Personally, I endorse this particular amendment. More important, however, I am disappointed that he has never latched on to the long history of Congress' failure to honor and obey the part of Article V of the Constitution that gives Americans the right to a convention for the purpose of proposing amendments to the Constitution. The convention is an alternative to Congress proposing amendments. Interestingly, the particular amendment that Paul favors will probably never emerge from Congress, but might have a better chance through an Article V convention.
Why has Paul failed to acknowledge that Congress has ignored over 500 applications from state legislatures from all 50 states for an Article V convention? As a champion of the Constitution, surely he knows that the one and only requirement explicitly stated in Article V is that two-thirds of state legislatures ask for one. And surely he knows that Congress has never passed any law that expands or modifies this single explicit constitutional requirement.
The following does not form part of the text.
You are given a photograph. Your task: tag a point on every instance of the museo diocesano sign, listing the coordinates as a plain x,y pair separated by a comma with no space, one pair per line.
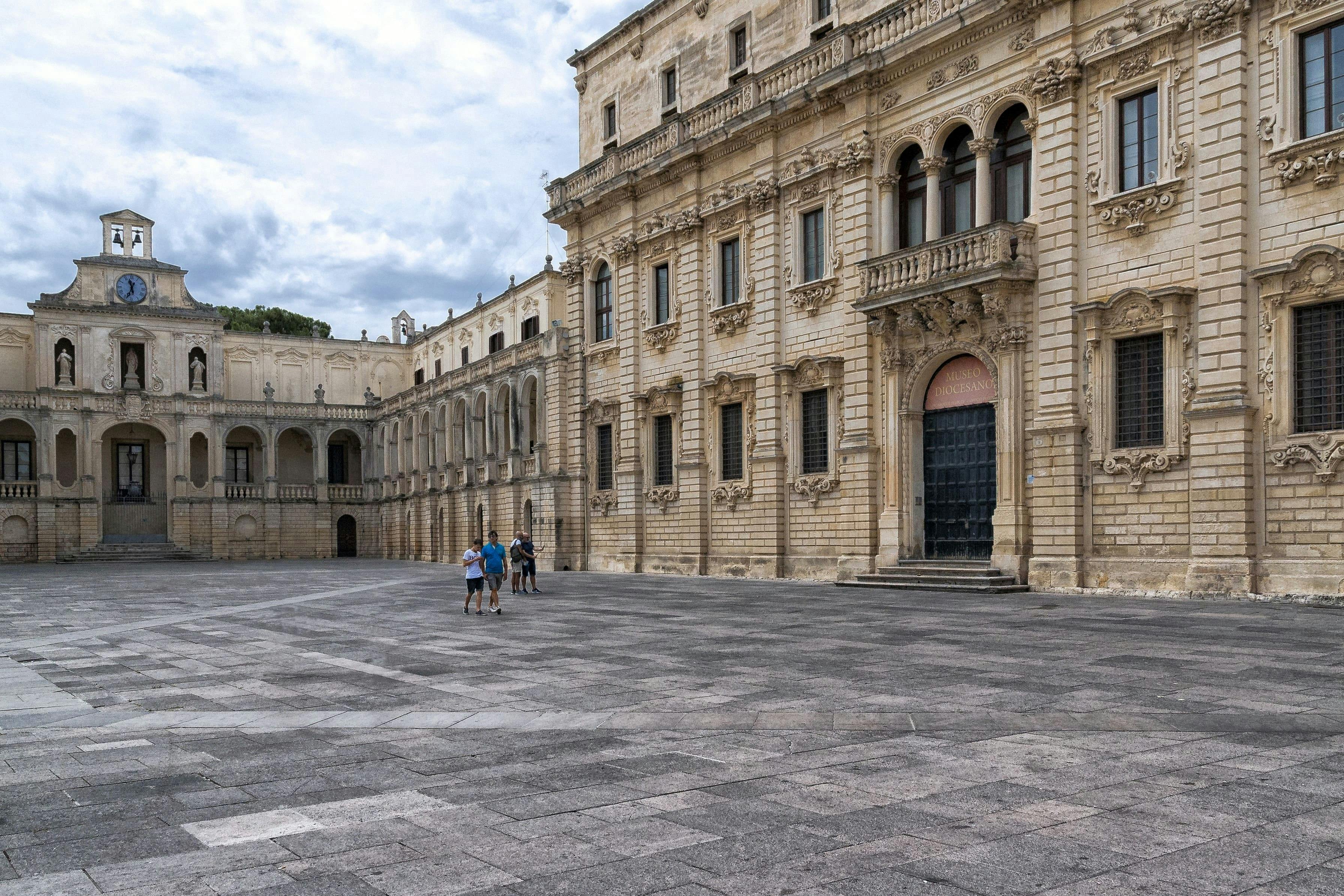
959,384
So, I ask: Why haa Paul remained silent on the Article V issue?
If he does not believe that Congress should honor Article V's provision for a convention, why not say so publicly? If he believes that it should never be used, then why not call for an amendment to delete it from our Constitution?
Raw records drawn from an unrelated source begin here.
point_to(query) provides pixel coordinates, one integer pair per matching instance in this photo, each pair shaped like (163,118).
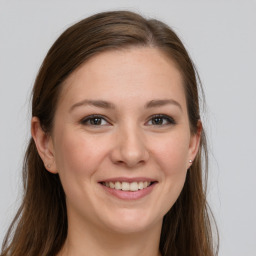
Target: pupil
(158,120)
(95,121)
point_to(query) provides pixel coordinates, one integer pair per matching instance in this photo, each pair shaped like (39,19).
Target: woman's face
(121,141)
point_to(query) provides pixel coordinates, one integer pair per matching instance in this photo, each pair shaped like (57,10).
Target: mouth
(128,186)
(128,189)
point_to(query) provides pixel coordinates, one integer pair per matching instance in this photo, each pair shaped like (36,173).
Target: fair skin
(123,168)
I urge Congressman Paul, as a champion of the Constitution, to not behave like other members of Congress and silently veto a crucial part of the Constitution that the Framers wisely gave us. They anticipated that eventually Americans could lose confidence in the federal government. Paul clearly has earned the respect and support of millions of Americans because he objects to so many policies and actions of the federal government. Thus, Paul, more than virtually any other member of Congress, should appreciate the wisdom of the Framers in giving us the Article V convention option.
I beg him to speak up and demonstrate just how much of a champion of the Constitution he really is by bringing national attention to the Article V convention issue and supporting its use. As a founder of Friends of the Article V Convention I invite Paul to play a leading role in giving the United States of America its first Article V convention.